Bernie Monegain, Editor, Healthcare IT News

Several news outlets have reported recently that EHR vendor Allscripts might be shopping around for a buyer, and at least one analyst says that might be a good idea.

Meanwhile, Allscripts has declined to comment.

[Also: Lessons in crisis management: Q&A with Allscripts CEO Glen Tullman]

“For competitive reasons, we don't discuss rumors or speculation,” Ariana Nikitas, Allscripts’ director of public relations, responded to an inquiry from Healthcare Finance News' sister pubiication Healthcare IT News.

Sean Wieland, a Piper Jaffrey senior analyst who tracks healthcare IT companies, including Allscripts, suggested in a September 28 brief that a sale could be the right course for Allscripts.

“We believe it is Allscript's responsibility to seek potential buyers considering the challenges the company has faced this year," Wieland wrote in the brief. “We believe finding the right buyer at the right price is no easy task.”

Wieland added that hiring a bank should be a last resort.

Both Bloomberg and Allscripts' hometown newspaper, The Chigago Tribune, have reported that Allscripts has hired Citigroup to give its executives advice on how to proceed.

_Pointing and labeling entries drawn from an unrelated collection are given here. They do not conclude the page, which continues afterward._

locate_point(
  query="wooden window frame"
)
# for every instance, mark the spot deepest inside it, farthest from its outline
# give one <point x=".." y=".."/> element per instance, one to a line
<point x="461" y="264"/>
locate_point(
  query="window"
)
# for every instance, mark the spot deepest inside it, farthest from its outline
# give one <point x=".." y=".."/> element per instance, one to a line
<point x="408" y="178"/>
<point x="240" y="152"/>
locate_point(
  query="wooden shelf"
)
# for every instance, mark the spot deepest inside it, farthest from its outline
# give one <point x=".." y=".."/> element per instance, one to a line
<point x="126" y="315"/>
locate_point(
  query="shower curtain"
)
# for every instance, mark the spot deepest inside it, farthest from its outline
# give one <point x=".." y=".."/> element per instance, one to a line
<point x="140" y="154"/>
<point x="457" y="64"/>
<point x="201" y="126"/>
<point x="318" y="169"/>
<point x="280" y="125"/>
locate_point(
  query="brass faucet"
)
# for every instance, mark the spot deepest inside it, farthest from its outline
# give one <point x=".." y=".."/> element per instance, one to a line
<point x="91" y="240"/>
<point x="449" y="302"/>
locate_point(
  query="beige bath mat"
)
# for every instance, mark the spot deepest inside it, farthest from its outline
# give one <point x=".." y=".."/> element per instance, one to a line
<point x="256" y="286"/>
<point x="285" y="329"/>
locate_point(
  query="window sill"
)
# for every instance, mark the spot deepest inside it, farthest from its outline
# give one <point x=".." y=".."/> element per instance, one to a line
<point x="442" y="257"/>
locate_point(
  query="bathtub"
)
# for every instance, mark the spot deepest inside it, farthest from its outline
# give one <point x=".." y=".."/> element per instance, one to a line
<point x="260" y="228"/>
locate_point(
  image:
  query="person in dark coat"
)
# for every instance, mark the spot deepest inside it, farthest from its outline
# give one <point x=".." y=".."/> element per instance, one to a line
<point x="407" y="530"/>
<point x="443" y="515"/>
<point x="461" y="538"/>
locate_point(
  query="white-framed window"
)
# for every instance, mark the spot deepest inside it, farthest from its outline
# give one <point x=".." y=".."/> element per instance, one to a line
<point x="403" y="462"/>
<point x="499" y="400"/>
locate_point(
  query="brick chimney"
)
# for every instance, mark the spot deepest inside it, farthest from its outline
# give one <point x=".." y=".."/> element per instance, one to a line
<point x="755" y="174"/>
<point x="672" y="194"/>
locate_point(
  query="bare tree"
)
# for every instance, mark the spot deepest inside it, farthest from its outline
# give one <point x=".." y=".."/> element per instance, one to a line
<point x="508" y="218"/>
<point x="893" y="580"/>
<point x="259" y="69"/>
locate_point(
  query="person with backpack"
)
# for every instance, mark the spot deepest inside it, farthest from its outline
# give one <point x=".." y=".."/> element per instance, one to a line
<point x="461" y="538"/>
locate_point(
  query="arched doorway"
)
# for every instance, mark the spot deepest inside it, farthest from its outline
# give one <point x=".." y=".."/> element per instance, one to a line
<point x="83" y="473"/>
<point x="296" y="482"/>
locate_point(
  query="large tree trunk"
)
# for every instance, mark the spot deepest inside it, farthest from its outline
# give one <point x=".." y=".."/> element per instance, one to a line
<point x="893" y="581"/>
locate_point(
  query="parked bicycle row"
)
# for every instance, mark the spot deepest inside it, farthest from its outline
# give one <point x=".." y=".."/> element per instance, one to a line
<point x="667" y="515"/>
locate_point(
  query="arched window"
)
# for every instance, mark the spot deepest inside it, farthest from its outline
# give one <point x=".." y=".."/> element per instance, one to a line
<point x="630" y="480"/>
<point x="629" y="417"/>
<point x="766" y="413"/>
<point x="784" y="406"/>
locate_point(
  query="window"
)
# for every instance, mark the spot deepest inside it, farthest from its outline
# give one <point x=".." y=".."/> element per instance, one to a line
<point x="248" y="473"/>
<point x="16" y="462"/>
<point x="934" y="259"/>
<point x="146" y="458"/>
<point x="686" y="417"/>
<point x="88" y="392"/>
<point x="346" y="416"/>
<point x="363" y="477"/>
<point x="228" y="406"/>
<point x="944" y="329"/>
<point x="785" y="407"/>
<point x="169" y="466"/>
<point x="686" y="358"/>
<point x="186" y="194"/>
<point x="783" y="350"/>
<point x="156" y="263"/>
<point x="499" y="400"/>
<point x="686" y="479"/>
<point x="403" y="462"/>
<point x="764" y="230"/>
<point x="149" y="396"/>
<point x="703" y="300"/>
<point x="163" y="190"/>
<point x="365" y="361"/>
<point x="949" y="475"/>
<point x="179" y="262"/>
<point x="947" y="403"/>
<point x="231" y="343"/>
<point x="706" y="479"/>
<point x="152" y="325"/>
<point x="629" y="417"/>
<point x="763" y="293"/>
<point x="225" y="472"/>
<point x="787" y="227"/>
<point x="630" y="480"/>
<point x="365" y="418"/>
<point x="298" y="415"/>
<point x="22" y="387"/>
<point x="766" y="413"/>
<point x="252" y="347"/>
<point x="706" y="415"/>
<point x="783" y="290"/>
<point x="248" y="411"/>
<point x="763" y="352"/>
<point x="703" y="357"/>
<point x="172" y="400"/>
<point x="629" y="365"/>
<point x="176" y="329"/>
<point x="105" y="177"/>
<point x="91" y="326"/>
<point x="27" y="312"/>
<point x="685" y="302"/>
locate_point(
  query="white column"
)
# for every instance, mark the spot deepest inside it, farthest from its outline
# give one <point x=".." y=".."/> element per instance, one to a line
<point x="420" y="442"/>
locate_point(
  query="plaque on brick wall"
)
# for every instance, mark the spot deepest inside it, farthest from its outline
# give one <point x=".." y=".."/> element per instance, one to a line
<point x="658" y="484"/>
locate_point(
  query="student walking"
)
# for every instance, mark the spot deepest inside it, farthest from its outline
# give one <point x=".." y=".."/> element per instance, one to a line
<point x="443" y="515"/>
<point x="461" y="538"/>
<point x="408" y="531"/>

Bloomberg reported that its sources indicated there was no deal in the offing, and the company might decide against selling.

“In our view, management would not want to sell out at the bottom, and would only agree to hire a bank if all other options have failed,” Wieland wrote. “So this is potentially a sign that things have gotten incrementally worse, backing management into a corner on the decision to put the company up for sale.”

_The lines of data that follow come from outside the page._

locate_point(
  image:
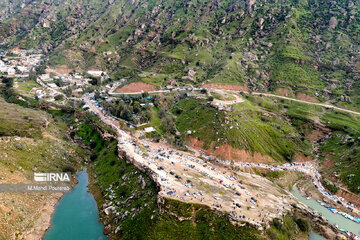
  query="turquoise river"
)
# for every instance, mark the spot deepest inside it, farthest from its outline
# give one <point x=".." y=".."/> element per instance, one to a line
<point x="76" y="215"/>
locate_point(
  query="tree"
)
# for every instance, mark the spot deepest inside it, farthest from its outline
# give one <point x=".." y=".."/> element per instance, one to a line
<point x="68" y="92"/>
<point x="32" y="76"/>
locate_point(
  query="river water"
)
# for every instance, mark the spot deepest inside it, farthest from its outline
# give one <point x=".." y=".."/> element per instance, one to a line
<point x="333" y="218"/>
<point x="76" y="215"/>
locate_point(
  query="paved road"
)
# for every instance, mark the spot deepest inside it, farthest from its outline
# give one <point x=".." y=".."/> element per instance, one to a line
<point x="329" y="106"/>
<point x="304" y="168"/>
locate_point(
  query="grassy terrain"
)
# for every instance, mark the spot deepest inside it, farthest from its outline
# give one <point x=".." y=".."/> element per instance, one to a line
<point x="19" y="121"/>
<point x="30" y="141"/>
<point x="244" y="128"/>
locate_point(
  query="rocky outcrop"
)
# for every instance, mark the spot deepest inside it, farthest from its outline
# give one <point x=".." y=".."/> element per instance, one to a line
<point x="333" y="23"/>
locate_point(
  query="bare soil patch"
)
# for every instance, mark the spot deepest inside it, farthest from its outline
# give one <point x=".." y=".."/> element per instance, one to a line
<point x="136" y="87"/>
<point x="225" y="86"/>
<point x="302" y="158"/>
<point x="229" y="153"/>
<point x="348" y="196"/>
<point x="305" y="97"/>
<point x="283" y="92"/>
<point x="58" y="70"/>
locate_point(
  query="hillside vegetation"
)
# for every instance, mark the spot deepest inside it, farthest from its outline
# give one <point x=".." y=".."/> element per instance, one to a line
<point x="30" y="140"/>
<point x="308" y="46"/>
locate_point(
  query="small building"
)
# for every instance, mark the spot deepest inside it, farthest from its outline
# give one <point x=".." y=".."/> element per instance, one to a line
<point x="149" y="129"/>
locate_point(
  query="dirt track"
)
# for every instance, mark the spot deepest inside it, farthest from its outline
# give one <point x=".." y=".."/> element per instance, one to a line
<point x="136" y="87"/>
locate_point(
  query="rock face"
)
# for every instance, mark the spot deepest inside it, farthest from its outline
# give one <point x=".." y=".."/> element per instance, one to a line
<point x="250" y="4"/>
<point x="333" y="23"/>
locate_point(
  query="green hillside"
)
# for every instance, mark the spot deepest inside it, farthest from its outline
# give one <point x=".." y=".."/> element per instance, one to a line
<point x="307" y="46"/>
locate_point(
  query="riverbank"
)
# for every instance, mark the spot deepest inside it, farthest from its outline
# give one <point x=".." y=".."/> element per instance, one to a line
<point x="43" y="222"/>
<point x="76" y="215"/>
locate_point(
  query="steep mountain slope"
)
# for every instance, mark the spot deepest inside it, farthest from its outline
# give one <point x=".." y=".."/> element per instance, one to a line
<point x="303" y="46"/>
<point x="44" y="24"/>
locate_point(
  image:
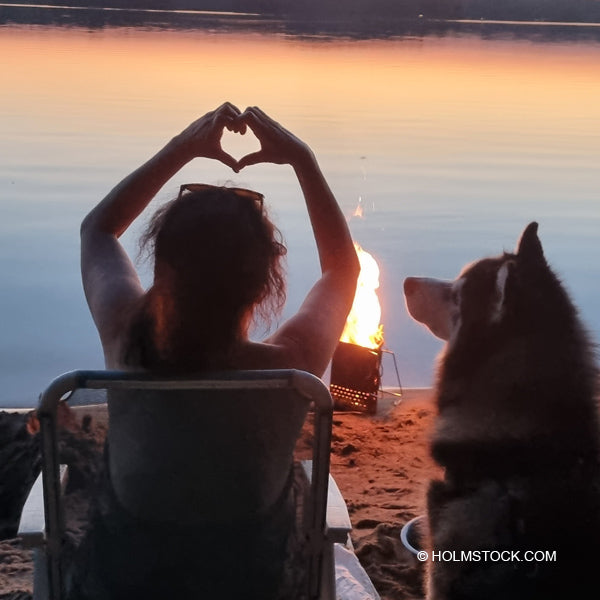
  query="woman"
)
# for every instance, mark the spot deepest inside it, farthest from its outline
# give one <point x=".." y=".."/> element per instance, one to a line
<point x="217" y="265"/>
<point x="118" y="301"/>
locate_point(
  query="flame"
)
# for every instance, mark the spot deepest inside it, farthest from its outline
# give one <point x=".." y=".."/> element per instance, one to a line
<point x="358" y="211"/>
<point x="363" y="326"/>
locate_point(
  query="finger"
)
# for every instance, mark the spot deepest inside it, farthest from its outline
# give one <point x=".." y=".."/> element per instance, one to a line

“Allscripts is holding talks about a potential leveraged buyout and spoken in recent weeks with firms such as Blackstone Group LP,” Bloomberg news reported.

Dogging Allscripts in the past year have been problems integrating products after its 2010 merger with Eclipsys and, apparently, difficulties merging cultures. Last April Allscripts fired its board chairman, Phil Pead, who had joined the company in the Eclipsys merger. It also posted a dismal quarterly report that sent the stock price plunging. The company has been trying to recover ever since, and has garnered the vocal support of many of its clients.